Metal brokers in China may soon be able to trade international markets

The Chinese financial market regulator is expected to finally allow local brokerages to work as agents for local investors for overseas futures trading in 2014, according to market sources.

The Chinese financial market regulator is expected to finally allow local brokerages to work as agents for local investors for overseas futures trading in 2014, according to market sources.

“The general expectation is that the Chinese Securities Regulatory Commission [CSRC] will start issuing licenses for overseas futures trading agent service this year – it is their style to do one big thing each year,” a senior official at a major local brokerage said.

“The likelihood is strong,” a second source said. “Especially given the fact that the Shanghai Futures Exchange has been striving to launch a dollar-denominated crude oil contract in the Shanghai Free Trade Zone.”

Foreign investors would have to be allowed in if the crude oil contract trading is to be active and globally influential on the international market. And as investors have to trade through exchange members, brokerages firms have to be able to work as representatives of foreign investors, the source said.

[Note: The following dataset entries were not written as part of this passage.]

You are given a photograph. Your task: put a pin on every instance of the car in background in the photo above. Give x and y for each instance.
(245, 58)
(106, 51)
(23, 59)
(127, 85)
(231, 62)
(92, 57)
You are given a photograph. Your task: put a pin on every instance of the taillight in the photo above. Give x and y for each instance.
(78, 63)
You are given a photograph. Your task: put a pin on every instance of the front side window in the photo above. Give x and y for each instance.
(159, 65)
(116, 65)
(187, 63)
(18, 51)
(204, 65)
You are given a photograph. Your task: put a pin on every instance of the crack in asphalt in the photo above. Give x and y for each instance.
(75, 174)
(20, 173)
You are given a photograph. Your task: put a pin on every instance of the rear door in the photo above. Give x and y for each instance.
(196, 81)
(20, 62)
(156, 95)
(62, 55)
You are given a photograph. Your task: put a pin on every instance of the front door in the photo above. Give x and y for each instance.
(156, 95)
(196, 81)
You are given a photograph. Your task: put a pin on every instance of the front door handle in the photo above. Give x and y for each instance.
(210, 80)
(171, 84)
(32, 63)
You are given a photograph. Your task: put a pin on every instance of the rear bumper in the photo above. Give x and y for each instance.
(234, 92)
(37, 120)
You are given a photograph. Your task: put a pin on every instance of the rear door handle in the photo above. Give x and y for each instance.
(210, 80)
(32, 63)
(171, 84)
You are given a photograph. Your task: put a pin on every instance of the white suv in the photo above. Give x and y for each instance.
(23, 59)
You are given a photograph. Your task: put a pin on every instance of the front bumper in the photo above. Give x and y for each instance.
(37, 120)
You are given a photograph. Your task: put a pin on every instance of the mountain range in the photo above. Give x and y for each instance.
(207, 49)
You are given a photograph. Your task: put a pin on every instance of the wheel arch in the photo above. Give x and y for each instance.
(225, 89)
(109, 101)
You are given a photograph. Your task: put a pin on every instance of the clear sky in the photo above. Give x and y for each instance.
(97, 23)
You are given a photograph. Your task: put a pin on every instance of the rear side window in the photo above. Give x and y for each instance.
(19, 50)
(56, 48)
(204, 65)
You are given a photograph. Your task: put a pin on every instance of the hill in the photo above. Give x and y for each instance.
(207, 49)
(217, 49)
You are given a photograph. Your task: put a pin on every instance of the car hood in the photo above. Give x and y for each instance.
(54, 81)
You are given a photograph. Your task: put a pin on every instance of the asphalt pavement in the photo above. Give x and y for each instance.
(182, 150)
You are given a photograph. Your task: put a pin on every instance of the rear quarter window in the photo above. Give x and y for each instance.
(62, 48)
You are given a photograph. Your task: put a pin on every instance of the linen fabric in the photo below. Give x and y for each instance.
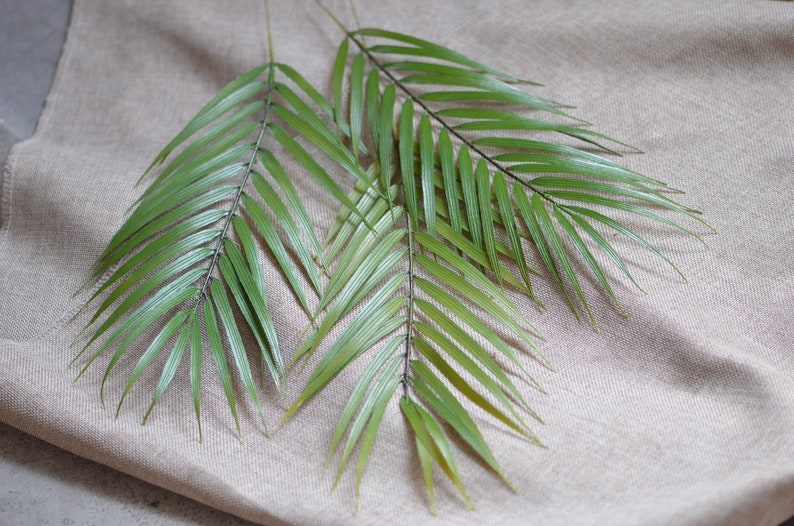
(681, 414)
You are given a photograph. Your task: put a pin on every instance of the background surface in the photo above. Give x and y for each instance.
(690, 415)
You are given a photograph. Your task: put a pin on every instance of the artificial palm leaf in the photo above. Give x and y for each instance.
(187, 260)
(460, 202)
(468, 198)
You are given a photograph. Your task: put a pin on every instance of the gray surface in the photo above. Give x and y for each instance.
(39, 483)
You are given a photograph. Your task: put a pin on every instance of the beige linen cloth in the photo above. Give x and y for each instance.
(682, 414)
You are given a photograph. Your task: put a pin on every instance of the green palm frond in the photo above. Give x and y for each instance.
(468, 190)
(188, 256)
(462, 194)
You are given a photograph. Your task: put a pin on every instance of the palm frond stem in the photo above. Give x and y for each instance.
(410, 321)
(240, 189)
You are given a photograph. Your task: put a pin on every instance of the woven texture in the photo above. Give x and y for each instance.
(682, 414)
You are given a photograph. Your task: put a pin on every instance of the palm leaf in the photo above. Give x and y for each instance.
(458, 199)
(477, 208)
(186, 262)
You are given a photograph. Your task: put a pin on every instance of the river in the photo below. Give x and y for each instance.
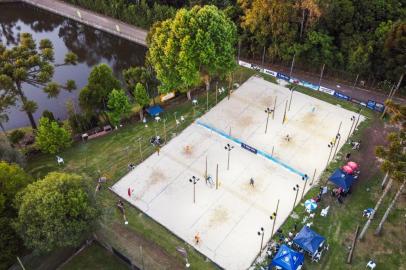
(92, 47)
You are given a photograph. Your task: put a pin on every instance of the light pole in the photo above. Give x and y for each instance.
(338, 137)
(304, 178)
(352, 125)
(267, 111)
(295, 188)
(194, 180)
(330, 145)
(273, 217)
(261, 233)
(228, 147)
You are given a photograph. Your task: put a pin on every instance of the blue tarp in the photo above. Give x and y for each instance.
(154, 110)
(342, 179)
(287, 259)
(308, 240)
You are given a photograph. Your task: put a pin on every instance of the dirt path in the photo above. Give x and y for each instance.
(142, 252)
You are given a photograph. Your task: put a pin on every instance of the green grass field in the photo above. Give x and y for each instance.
(109, 156)
(95, 257)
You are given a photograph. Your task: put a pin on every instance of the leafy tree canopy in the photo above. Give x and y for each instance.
(197, 43)
(55, 212)
(31, 64)
(119, 106)
(51, 138)
(93, 97)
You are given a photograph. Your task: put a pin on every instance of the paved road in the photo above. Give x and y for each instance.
(357, 92)
(95, 20)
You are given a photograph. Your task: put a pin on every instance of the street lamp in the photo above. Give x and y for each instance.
(228, 147)
(273, 217)
(194, 180)
(261, 233)
(352, 125)
(267, 111)
(330, 145)
(295, 188)
(338, 137)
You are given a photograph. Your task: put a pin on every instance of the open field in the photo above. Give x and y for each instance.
(108, 154)
(95, 257)
(231, 216)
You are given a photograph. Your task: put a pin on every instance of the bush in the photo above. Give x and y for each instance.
(16, 136)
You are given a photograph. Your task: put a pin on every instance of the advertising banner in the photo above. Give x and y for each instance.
(341, 95)
(244, 64)
(270, 72)
(326, 90)
(282, 76)
(249, 148)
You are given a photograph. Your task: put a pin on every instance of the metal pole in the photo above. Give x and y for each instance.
(284, 114)
(239, 49)
(338, 144)
(274, 220)
(294, 204)
(267, 119)
(21, 264)
(165, 129)
(352, 125)
(274, 107)
(314, 175)
(205, 174)
(321, 75)
(228, 160)
(291, 66)
(194, 191)
(355, 83)
(216, 91)
(139, 140)
(217, 176)
(329, 155)
(207, 100)
(304, 187)
(290, 100)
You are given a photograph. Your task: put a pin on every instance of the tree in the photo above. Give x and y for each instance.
(141, 98)
(271, 23)
(12, 180)
(94, 96)
(31, 64)
(119, 106)
(55, 212)
(395, 51)
(394, 155)
(135, 75)
(51, 138)
(192, 47)
(10, 154)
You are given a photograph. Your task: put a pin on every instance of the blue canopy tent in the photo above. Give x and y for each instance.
(342, 179)
(308, 240)
(287, 259)
(154, 110)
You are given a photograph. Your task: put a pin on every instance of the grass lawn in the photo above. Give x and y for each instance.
(109, 156)
(95, 257)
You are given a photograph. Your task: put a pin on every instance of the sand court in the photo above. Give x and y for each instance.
(228, 218)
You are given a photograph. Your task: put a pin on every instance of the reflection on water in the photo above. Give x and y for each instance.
(92, 47)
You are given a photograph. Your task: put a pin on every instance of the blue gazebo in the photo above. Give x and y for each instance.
(287, 259)
(309, 240)
(154, 110)
(342, 179)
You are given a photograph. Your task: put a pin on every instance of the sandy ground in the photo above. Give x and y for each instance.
(228, 218)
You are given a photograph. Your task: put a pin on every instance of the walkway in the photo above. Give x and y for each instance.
(101, 22)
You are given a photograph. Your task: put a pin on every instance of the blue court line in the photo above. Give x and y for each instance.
(259, 152)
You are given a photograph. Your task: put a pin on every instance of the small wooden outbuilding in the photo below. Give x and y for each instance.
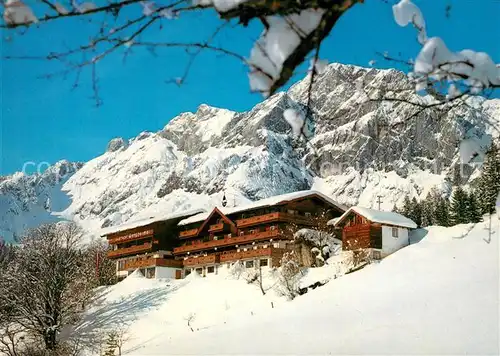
(382, 231)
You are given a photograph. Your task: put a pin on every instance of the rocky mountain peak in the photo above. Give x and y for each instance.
(360, 149)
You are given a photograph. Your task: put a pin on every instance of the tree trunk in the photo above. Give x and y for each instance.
(50, 339)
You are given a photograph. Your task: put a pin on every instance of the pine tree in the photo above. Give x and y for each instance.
(407, 208)
(416, 212)
(489, 181)
(427, 206)
(473, 209)
(441, 214)
(459, 206)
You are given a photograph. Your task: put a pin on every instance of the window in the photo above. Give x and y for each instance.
(121, 265)
(150, 273)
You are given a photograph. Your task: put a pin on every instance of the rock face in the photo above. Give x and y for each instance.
(360, 150)
(116, 144)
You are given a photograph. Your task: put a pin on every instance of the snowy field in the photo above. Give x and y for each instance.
(438, 296)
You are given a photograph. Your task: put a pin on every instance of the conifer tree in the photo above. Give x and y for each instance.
(416, 212)
(473, 209)
(459, 206)
(406, 209)
(441, 214)
(489, 181)
(427, 206)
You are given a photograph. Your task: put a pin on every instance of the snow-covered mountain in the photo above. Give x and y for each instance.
(359, 149)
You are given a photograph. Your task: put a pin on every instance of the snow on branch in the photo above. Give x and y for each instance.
(292, 30)
(435, 63)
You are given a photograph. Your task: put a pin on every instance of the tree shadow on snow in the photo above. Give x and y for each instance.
(417, 235)
(117, 315)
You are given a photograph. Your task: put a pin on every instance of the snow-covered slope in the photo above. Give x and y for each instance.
(440, 295)
(29, 200)
(359, 150)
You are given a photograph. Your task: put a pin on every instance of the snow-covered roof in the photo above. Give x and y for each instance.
(378, 216)
(278, 199)
(333, 221)
(150, 220)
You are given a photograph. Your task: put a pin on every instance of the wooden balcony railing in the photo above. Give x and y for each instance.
(188, 233)
(228, 241)
(278, 216)
(201, 260)
(257, 219)
(130, 237)
(216, 227)
(234, 256)
(130, 250)
(151, 262)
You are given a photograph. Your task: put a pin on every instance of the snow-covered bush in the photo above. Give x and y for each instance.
(288, 276)
(324, 243)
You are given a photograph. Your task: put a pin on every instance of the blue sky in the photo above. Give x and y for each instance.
(45, 121)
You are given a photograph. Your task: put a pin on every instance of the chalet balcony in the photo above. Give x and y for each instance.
(202, 260)
(130, 237)
(228, 241)
(146, 247)
(272, 217)
(151, 262)
(234, 256)
(216, 227)
(188, 233)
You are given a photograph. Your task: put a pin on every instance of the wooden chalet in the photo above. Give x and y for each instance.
(147, 245)
(258, 233)
(383, 232)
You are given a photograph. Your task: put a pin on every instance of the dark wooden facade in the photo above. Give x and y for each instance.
(251, 233)
(220, 238)
(360, 233)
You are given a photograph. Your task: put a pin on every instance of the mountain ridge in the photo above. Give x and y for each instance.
(360, 149)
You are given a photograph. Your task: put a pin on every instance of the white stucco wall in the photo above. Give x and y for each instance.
(165, 272)
(391, 244)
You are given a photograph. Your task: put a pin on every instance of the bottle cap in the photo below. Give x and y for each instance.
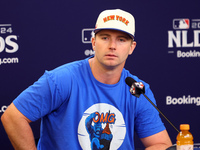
(184, 127)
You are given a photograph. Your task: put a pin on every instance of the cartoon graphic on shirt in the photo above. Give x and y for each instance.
(100, 138)
(101, 127)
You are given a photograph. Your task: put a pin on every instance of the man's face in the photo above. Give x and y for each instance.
(112, 48)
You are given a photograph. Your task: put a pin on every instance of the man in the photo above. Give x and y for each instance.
(76, 98)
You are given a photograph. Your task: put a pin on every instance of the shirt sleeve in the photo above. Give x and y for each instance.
(147, 120)
(44, 96)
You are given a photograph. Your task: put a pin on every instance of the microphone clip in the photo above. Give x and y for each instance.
(137, 88)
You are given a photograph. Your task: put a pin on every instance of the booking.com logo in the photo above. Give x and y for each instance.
(3, 109)
(87, 35)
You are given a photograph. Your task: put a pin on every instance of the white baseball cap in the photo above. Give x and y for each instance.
(116, 19)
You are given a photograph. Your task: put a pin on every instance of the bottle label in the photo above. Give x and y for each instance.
(184, 147)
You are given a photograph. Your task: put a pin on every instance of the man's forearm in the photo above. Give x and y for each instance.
(18, 129)
(158, 147)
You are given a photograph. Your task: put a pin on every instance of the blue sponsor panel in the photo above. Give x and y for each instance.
(36, 36)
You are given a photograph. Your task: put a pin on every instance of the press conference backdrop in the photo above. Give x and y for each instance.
(39, 35)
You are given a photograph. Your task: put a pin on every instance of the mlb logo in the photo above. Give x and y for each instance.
(181, 23)
(87, 35)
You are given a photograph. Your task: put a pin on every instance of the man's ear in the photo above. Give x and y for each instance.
(133, 45)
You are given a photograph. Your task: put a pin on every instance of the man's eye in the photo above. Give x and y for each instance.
(122, 40)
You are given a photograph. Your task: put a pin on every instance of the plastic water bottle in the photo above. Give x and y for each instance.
(184, 138)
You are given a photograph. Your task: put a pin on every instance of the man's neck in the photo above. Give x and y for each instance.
(104, 74)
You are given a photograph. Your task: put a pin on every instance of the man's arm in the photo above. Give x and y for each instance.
(18, 129)
(159, 141)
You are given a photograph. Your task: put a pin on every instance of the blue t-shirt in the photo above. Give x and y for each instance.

“Our understanding is that agent services should be two-way, helping to let in foreign investors as well as letting out domestic investors,” he said.

Three local brokerages, including China International Futures, COFCO Futures and Yongan Futures, were selected for a trial program for oversea futures trade agency services in 2011.

At the end of 2012, then-CSRC chairman Guo Shuqing summoned about 20 local futures brokerages for a meeting, during which he disclosed his intention to start the overseas futures trading agent services in the following year, according to sources.

“At that time, the CSRC was also planning a [minimum] threshold of, say, a capital fund of at least 500 million yuan for brokerages. But some argued that this was not necessary, and that they should be allowed as long as their investors have the need to trade overseas,” a third source said.

The progress of the policy was delayed after Guo was replaced by Xiao Gang in 2013, however,

some local brokerages have still been making preparations for the new business.

Yongan Futures and Guotai Junan Futures, for example, have joined hands with US-headquartered CME Group for investor education opportunities in China.

China’s state council banned overseas futures trading agency services in March 1994, in a move to clamp down on rampant speculation in local futures markets, as well as the surge in cross-border trading that resulted in a large number of losses and legal disputes.

Currently, only 31 state-owned enterprises are allowed to trade in overseas futures markets, and six futures brokerages have branches in Hong Kong.